# Prove that $\sum_{d|n}\phi(d)=n$ where $\phi$ is the Euler's phi function, $n,c\in\mathbb{N}$

Here is a very elementary number theory proof using strong induction. Please mark/grade.

Prove that $$\sum_{d|n}\phi(d)=n$$where $\phi$ is the Euler’s phi function, $n,d\in\mathbb{N}$

First, when n=1,$$\sum_{d|1}\phi(d)=\phi(1)=1$$
Second, assume $$\sum_{d|k}\phi(d)=k\;\forall k\lt n,\;k\in\mathbb{N}$$
and let $n=p^kq, \;p\nmid q, p$ is prime,
Then $$\sum_{d|n}\phi(d)$$
$$=\sum_{0\le j\le k,\;e|q}\phi(p^je)$$
$$=\sum_{0\le j\le k,\;e|q}\phi(p^j)\phi(e)$$
$$=\sum_{0\le j\le k}\phi(p^j)\sum_{e|q}\phi(e)$$
$$=(\phi(1)+\sum_{1\le j\le k}(p^j-p^{j-1}))q$$
$$=(1+p^k-1)q$$
$$=p^kq$$
$$=n$$
By strong induction, $$\sum_{d|n}\phi(d)=n\;\forall n\in\mathbb{N}$$
Is my proof ok? Also, is there some more elegant proof? Thank you.

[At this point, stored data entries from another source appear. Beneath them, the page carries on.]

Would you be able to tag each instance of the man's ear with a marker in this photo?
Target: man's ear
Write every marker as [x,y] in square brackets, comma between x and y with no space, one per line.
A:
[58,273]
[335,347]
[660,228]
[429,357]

#### Solutions Collecting From Web of "Prove that $\sum_{d|n}\phi(d)=n$ where $\phi$ is the Euler's phi function, $n,c\in\mathbb{N}$"

Here is the cutest proof I know of this fact. Consider the $n$ fractions $$\frac{1}{n},\frac{2}{n} \ldots \frac{n}{n}$$
There are $\varphi(n)$ fractions which do not reduce at all. In fact, for every $d|n$, there are $\phi(d)$ fractions which reduce by exactly $n/d$. How many fractions do you have?

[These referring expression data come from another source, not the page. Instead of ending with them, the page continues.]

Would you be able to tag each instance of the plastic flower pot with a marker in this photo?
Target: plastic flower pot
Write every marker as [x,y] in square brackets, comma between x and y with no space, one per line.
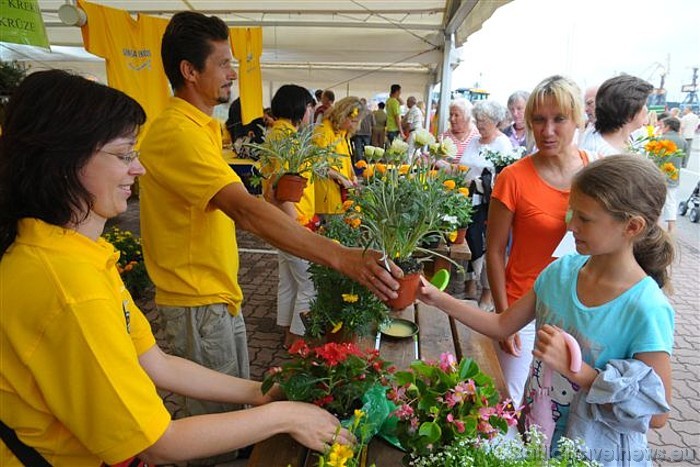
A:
[290,187]
[408,290]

In the cyclic group $\mathbb Z_n$there are $\varphi(d)$ elements of order $d$ if $d|n$. Since by lagrange every element has an order that divides $n$ we conclude the number of elements in $\mathbb Z_n$ is $\sum\limits_{d|n}\varphi(d)$.

Your proof is correct, but can be put more succinctly by proving the more general theorem that if $f(n)$ is multiplicative[*], then:

$$g(n)=\sum_{d\mid n} f(d)$$ is also multiplicative.

So, since $\phi(n)$ is multiplicative, you only need to check that for $n=p^k$ a prime power that:

$$p^k=\sum_{d\mid p^k} \phi(d)$$

Which you’ve done.

[*] Multiplicative means that if $m,n$ relatively prime, then $f(mn)=f(m)f(n)$.